Oct. 5th holiday meant to celebrate traditional garment, culture, community
Taste of Thai, located in Downtown Davis, held a celebration for Batik Day — one of Indonesia’s holidays — on Saturday, Oct. 5. The Indonesian Student Association, known as PERMIAS amongst its members, filled the restaurant’s main dining area dressed in colorful garments to celebrate the traditional holiday.
The United Nations Educational Scientific and Cultural Organization (UNESCO) declared Indonesian Batik as a masterpiece of oral and intangible heritage of humanity in 2009. The organization works to preserve cultures and traditions under the threat of extinction. All cultures that are selected are chosen because they contribute to the “cultural diversity of humanity,” according to UNESCO’s website. The official holiday is Oct. 2, but the Davis community chose to celebrate on Oct. 5.
Aldi Wibowo, a second-year electrical engineering major, is the president of PERMIAS. This holiday holds a significant amount of meaning for her, and she explained the celebration stands for the day when the UN recognized Batik as a world heritage culture.
Wibowo, who was elected in May 2019, said the society has continued the tradition of celebrating this day here in Davis as members in previous years have done in an attempt to promote their goals as a society.
“We have three main goals,” Wibowo said. “Our first goal is to gather our members at UC Davis so that every Indonesian can meet and socialize with each other. Our second goal is to interact with other Indonesian student associations, like the ones located in San Francisco and the Bay Area. And our third goal is to promote Indonesian culture and heritage to UC Davis. This is actually one of the only events we have to commemorate our culture; it reminds us of our roots. I think it shows our pride as Indonesians; it is a main part of our culture and in Indonesia it is worn a lot.”
Batik is both an art and a craft, according to a website dedicated entirely to the creation of the garment. More specifically, it is a unique way in which clothing is decorated. Wax is dripped onto a piece of cloth, which is then colored with dyes. Once the cloth is dry, the wax is peeled off to reveal a distinctive pattern underneath.
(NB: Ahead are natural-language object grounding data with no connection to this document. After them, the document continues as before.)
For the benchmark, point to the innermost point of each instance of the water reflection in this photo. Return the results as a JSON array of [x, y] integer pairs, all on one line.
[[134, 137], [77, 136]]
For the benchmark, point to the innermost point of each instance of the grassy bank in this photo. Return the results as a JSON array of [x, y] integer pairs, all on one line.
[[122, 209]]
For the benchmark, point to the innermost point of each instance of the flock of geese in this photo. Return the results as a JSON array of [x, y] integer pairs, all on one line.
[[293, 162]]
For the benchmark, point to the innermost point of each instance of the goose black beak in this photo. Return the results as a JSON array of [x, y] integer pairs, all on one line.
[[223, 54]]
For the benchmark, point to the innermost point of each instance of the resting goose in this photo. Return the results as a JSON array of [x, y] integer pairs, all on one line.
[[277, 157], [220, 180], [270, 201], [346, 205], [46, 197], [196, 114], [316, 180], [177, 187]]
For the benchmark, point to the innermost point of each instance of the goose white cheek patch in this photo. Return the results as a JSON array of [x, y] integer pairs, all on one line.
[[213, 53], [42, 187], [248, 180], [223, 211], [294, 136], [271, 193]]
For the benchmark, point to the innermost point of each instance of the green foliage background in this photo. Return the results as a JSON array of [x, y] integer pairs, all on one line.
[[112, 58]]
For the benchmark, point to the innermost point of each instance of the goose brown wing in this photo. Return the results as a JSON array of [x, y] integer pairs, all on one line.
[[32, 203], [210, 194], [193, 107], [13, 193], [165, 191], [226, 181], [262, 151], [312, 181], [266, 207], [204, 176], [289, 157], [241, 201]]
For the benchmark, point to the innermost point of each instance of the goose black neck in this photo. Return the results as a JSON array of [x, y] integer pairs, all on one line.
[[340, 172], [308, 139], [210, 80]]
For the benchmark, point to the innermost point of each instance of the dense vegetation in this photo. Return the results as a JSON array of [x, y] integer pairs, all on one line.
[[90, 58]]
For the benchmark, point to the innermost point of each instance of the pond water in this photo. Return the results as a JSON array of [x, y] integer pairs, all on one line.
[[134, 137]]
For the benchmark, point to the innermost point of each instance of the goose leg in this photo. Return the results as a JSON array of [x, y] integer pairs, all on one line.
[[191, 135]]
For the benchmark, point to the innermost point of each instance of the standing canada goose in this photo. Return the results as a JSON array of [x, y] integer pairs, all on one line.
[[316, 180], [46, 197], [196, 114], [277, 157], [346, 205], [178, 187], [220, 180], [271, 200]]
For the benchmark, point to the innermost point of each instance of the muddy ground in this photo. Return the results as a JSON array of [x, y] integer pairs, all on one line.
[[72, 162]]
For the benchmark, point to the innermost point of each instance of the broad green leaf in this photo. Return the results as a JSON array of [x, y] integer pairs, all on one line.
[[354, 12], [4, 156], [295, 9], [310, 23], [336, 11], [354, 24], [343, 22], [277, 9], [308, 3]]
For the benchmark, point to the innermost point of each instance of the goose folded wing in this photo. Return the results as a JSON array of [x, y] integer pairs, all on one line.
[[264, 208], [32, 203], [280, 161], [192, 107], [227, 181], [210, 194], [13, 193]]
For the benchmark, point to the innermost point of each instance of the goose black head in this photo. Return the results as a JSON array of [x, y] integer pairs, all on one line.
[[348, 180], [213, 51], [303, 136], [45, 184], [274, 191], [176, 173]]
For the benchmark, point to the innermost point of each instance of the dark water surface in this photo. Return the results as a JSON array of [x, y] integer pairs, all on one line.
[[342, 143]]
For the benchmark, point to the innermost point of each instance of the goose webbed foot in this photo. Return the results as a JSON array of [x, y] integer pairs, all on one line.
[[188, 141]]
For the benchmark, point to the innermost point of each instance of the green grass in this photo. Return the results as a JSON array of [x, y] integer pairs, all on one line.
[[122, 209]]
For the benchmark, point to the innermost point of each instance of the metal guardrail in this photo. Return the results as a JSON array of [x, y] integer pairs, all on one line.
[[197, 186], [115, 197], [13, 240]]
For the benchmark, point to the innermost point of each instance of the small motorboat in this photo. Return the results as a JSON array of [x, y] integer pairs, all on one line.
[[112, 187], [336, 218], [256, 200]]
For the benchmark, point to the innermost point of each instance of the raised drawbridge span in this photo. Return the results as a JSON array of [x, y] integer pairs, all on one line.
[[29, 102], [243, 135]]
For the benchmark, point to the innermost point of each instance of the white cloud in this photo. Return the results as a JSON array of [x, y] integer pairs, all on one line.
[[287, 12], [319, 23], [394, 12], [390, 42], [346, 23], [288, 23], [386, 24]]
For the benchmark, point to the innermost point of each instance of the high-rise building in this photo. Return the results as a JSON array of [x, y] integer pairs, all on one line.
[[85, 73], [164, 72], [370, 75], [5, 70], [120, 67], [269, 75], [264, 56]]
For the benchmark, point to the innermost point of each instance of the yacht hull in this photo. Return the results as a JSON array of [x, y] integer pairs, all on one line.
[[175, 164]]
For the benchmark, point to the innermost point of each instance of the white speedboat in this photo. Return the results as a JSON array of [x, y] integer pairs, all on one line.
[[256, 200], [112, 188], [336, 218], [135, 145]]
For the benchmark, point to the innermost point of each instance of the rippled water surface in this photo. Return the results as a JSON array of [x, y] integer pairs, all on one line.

For second-year design major Vania Sutandi, the piece of clothing reminds her of her former home in Indonesia. She commented on the garment’s popularity and explained that because of its widespread recognition, many designer brands are trying to adapt the traditional clothing style for teens. It is not just the creative style that unites people — it is also the meaning behind the clothing.
“On work days — mostly Friday — everyone wears Batik,” Sutandi said. “It is a celebration of Indonesian art. It is very unique and something you think of when you think of Indonesia.”
Indonesian pride is something that PERMIAS strives to celebrate at their different events such as Batik day. Moreover, they are seeking to create a community and to bond through their mutual culture. Such is the case for Matthew Kuangga, a third-year computer science major who enjoys being able to see his friends and hang out with them on a day that means so much to all of them.
“You are far away from home and trying to adjust to life here,” Kuangga said. “It is nice to have connections from home. It’s kind of like a secret society of people like us, when we meet each other there are kind of like some indo vibes.”
For most of the members of the Indonesian Student Association, the Batik Day celebration is not just an excuse to get together with friends and eat out, but as Sutandi puts it, it also means “having a piece of Indonesia, here in Davis.”